Spring was exceptionally beautiful that year. The meadows turned purple with wild crocus and clumps of coltsfoot sprang up along the paths. But we climbed to higher altitudes, we were climbing side by side for the last time, we waded through drifts of hardened snow, clambered over great rocks, watched the flight of the eagle and the leaps of the chamois, and when we returned to the twilight of the mountain chalet we made love just as we’d been making love over the years whenever we met.
Then she fell asleep, exhausted, while I lay motionless on the bed, listening to the soft drip of water outside and gazing through the window at the mountain glistening in the moonlight, wondering what I’d do when I got back home, how I would live, even if I could live, but my thoughts stumbled at the first step over the huge boulder that lay in my path.
Then I listened to her quiet breath, and remorse overcame me: What have I brought you to, my pet, where have you followed me, where have we set out together, we stride across snowy wastes, the night is deep and frosty, the silence of the universe is engulfing us. You wanted to save me, I wanted to be with you at all your difficult moments, I probably didn’t love you as I should have, I was unable, I was unwilling, to love you more. I am still very fond of you, you’ve grown painfully into me. If I were stronger, if I were wiser, wise enough to know everything essential about myself, I would have driven you away as soon as you’d come close to me because I would have known that I would not remain with you the way you wanted me to, how happy I would have been if I’d remained alone, because I wouldn’t then have met a woman I longed for so much. I didn’t decide to drive you away. I wasn’t wise enough, and I was moreover afraid of your pain and of my own, I was afraid of a life in which you weren’t present; I believed that with you my life would be full of hope, that I’d found another safety net to spread out between myself and nothingness.
The mountain tops were beginning to emerge from the darkness and the sky above them was turning pale. The mountain rose straight up, it towered, virtually eternal, into a sky that was even more eternal, while we mortals , here only for a single winking of the divine eye, have, in our longing to fill our lives, in our longing for ecstasy, filled our brief moment with suffering.

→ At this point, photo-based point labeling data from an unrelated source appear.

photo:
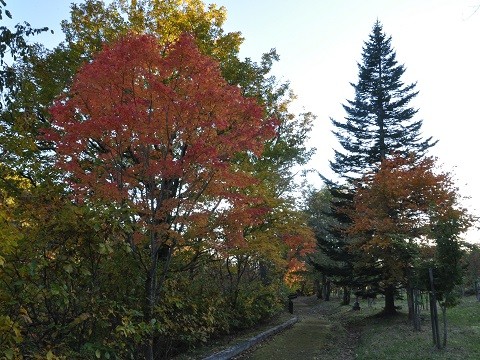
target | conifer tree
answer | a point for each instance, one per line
(379, 121)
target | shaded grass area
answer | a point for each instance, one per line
(326, 331)
(394, 338)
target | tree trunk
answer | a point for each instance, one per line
(444, 316)
(346, 296)
(318, 288)
(411, 303)
(390, 301)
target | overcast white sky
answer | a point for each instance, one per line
(320, 42)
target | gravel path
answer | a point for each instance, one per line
(318, 334)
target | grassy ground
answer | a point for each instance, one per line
(394, 338)
(328, 331)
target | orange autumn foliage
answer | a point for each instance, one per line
(396, 207)
(156, 128)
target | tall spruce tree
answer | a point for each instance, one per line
(379, 121)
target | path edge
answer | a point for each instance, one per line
(245, 345)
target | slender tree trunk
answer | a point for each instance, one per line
(411, 303)
(390, 301)
(346, 296)
(444, 316)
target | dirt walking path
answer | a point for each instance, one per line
(318, 334)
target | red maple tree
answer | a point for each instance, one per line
(157, 130)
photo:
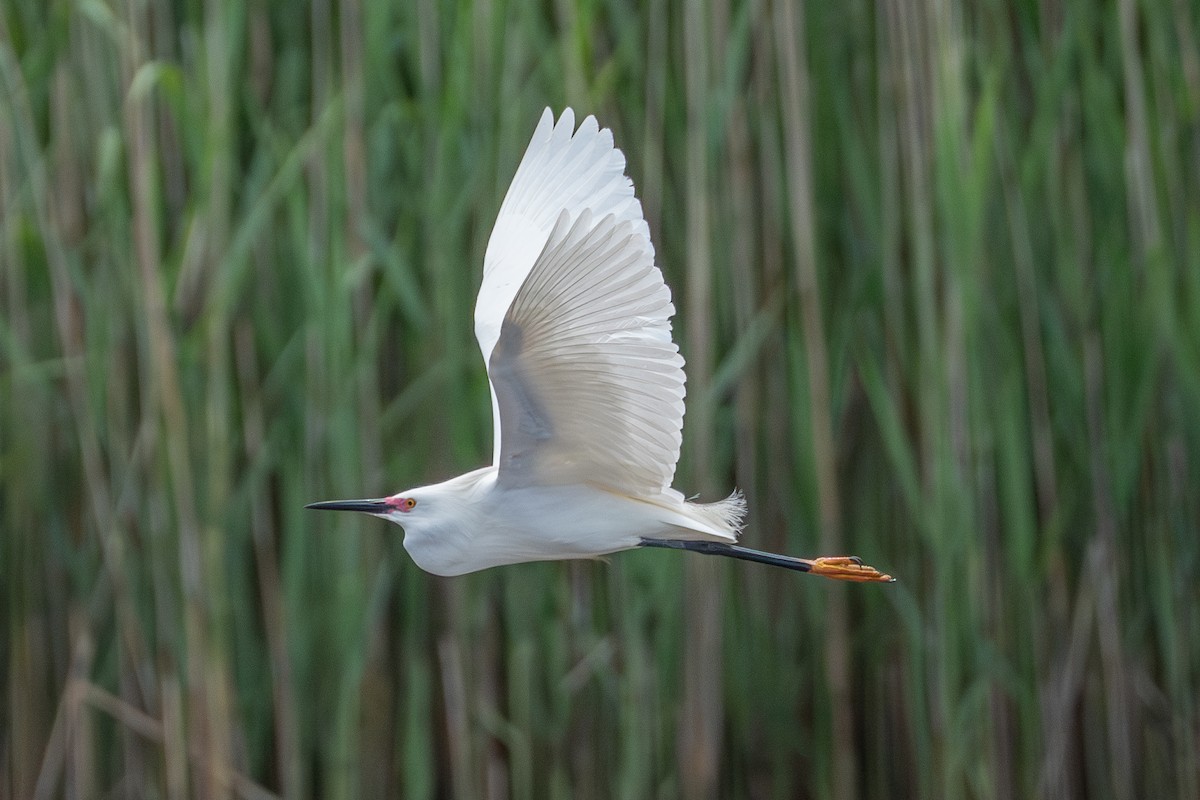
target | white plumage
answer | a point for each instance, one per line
(574, 324)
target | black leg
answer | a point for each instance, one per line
(840, 569)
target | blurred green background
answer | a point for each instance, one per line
(937, 270)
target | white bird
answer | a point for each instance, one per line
(573, 319)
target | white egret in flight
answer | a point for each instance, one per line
(574, 322)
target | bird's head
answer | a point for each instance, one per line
(401, 509)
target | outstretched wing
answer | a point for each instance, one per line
(587, 385)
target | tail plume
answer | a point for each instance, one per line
(724, 515)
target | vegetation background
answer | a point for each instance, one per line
(937, 266)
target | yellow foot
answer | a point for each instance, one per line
(847, 567)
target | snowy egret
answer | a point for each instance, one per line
(574, 322)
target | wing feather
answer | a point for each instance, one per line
(563, 172)
(589, 386)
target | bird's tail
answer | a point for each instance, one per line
(727, 515)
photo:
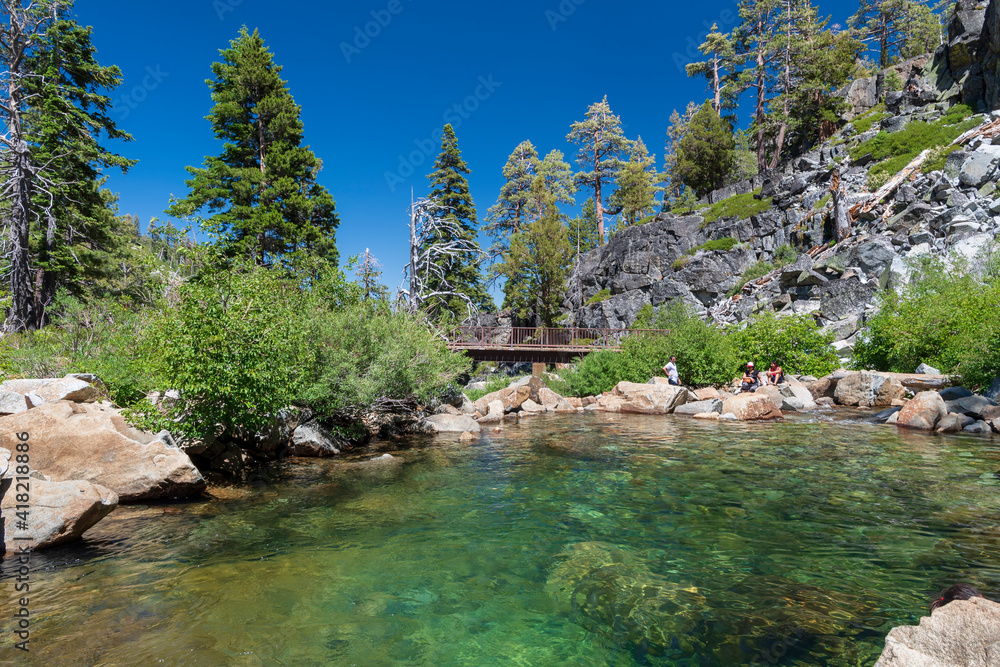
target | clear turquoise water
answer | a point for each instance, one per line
(573, 540)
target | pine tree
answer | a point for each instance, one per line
(705, 154)
(603, 147)
(637, 185)
(673, 184)
(717, 69)
(538, 262)
(262, 195)
(755, 40)
(887, 23)
(583, 229)
(74, 244)
(450, 191)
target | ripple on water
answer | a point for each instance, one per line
(578, 540)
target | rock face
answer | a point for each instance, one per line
(310, 440)
(450, 424)
(751, 407)
(867, 390)
(72, 441)
(964, 633)
(924, 412)
(645, 399)
(60, 511)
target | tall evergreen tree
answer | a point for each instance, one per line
(261, 193)
(705, 155)
(717, 68)
(538, 262)
(450, 191)
(603, 147)
(78, 234)
(508, 215)
(583, 229)
(637, 185)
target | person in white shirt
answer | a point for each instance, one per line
(671, 370)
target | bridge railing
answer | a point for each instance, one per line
(564, 338)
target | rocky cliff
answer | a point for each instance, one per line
(952, 208)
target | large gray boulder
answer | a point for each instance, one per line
(311, 441)
(74, 441)
(60, 512)
(965, 633)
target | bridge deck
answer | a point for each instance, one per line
(537, 344)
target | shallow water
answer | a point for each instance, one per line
(572, 540)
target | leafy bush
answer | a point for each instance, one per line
(737, 206)
(794, 341)
(724, 244)
(894, 151)
(603, 295)
(946, 317)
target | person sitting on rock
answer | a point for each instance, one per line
(751, 379)
(671, 370)
(775, 375)
(956, 592)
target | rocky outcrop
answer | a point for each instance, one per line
(965, 633)
(751, 407)
(312, 441)
(450, 424)
(60, 512)
(73, 441)
(647, 399)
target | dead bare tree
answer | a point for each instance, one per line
(24, 183)
(430, 261)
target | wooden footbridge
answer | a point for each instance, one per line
(537, 344)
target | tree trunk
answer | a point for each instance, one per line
(841, 217)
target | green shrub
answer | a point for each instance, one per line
(865, 122)
(945, 317)
(894, 151)
(737, 206)
(603, 295)
(794, 341)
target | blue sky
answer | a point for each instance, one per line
(376, 78)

On the tenth day we returned home, each to our own home. We said goodbye, we kissed once more, and she hoped I’d be strong and not do anything against her.
But I am not strong, at least not in the way she meant. I don’t wish to demonstrate my strength towards the woman who had for so many years shared both good and bad with me. I go back, in my mind I turn over some sentences attempting an explanation.
What a fool I am, my wife laments, to have trusted you again.
She is standing there facing me, dropping her eyes. She doesn’t know what to do, what to say. She says she’s decided to move out, she’s looking for somewhere to live.
I ask her not to do anything silly.
The silliest thing I ever did was to trust you again.
She wants me at least to explain how I could do what I did, while I assured her that I never stopped loving her.
I loved the other woman too!
You see how embarrassing it is! There’s no sense in it any more. How could you deceive me so?
I keep silent. I have no answer other than that it just happened like that. But I won’t deceive you again!
Supposing you do mean what you say, how will you prove it to me?
I don’t know how I can prove anything – I’ll stay with you.
That’s what you tell me now, but what will you tell her?
I’ll tell her the same thing.
Very well. We’ll go and see her and you can tell her straight away. I want to be present.
No, I can’t do that.
Why not? Why can’t you tell her in front of me, if you really want to tell her?
I am silent. I am trapped.
You see, you wanted to deceive me again. I didn’t want to deceive you.
You expect me to believe you?
There’s nothing I can say. I can’t promise or swear.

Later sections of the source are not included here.